Anúncio Advertisement

Quando o tijolo e o cimento passaram a valer mais que a vida humana?

Sendo assessora de imprensa de tantos gestores como euzinha fui, vi que a “cara” de um governo está exatamente nas prioridades das respectivas administrações para investir o dinheiro público. Ao longo do tempo, confesso, amarguei a decepção com alguns gestores – com outros não – que faziam investimentos de milhões em obras bem no momento em que a saúde estava combalida e a educação sem qualidade adequada. Sua excelência – os empreiteiros que me desculpem por eu querer que eles ganhem menos dinheiro. Wilson Lima mostrou a cara de seu governo, na quarta-feira (13), quando anunciou um pacote de obras de R$ 800 milhões, enquanto as deficiências na saúde pública não estão resolvidas. Pessoas continuam reclamando da falta de medicamentos e de material para a realização de cirurgias, por exemplo. E aí voltou à minha mente o mesmo questionamento dos decepcionantes governadores que assessorei: quando foi que o tijolo e o cimento passaram a valer mais que a vida humana?

E que fique bem claro que o Radar, de forma nenhuma é contra se asfaltar ruas de cidades do interior do Estado que estão um verdadeiro atoleiro. Mas, no caso das obras também há de se ter prioridades. O próprio Governo diz que em seu pacote de obras tem praças e áreas de lazer – isso é prioridade meu povo? E como um ser humano vai pras pracinhas e áreas de lazer do Wilson sem ter saúde?

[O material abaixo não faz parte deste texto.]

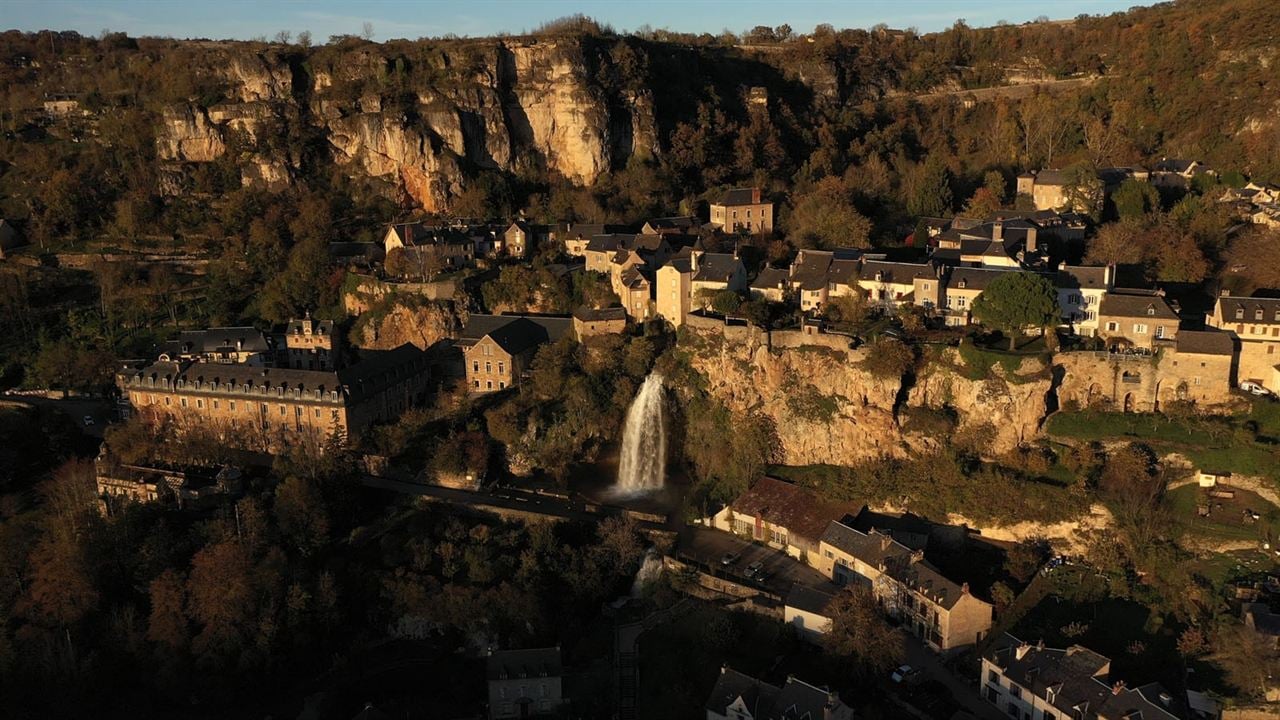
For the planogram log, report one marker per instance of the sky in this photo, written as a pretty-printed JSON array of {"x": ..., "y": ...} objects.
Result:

E foi só eu questionar isso, em Live, feita pelo Facebook que lá veio um monte de gente do Governo dizer que esse dinheiro é fruto de empréstimos passados e “está carimbado”, trocando em miúdos só pode ser usado em obras.

Só que a trupe do Wilson Lima esquece que na escola que eles estudaram eu fui expulsa por mau comportamento, ou seja, conheço essas artimanhas de quem está no Poder de dentro pra fora, como repórter em várias administrações públicas. Primeiro, Wilson Lima e seus secretários têm que começar a provar o que dizem. Tudo que eles alegam para os veículos de comunicação e para a população é só no “lari lari” e no “disse me disse”. Não tem qualquer documento. Depois, já vi governador arrumar tudo que é jeito pra remanejar dinheiro de uma rubrica para outra, tudo que é jeito mesmo! – é só lembrar que o dinheiro para projetos de desenvolvimento do interior foi parar – diz que – na saúde, né mesmo meu povo, tanto com José Melo quanto com Wilson Lima. Como euzinha costumo dizer: já vi até boi voar na minha terra – no Festival de Parintins ele voa, literalmente falando, né gente!

A conclusão dessa história é que Wilson Lima mostrou a “cara” do seu “Governo do novo” e ela é tão velha e decepcionante quanto os governos onde trabalhei um dia! Que cara feia, Wilson!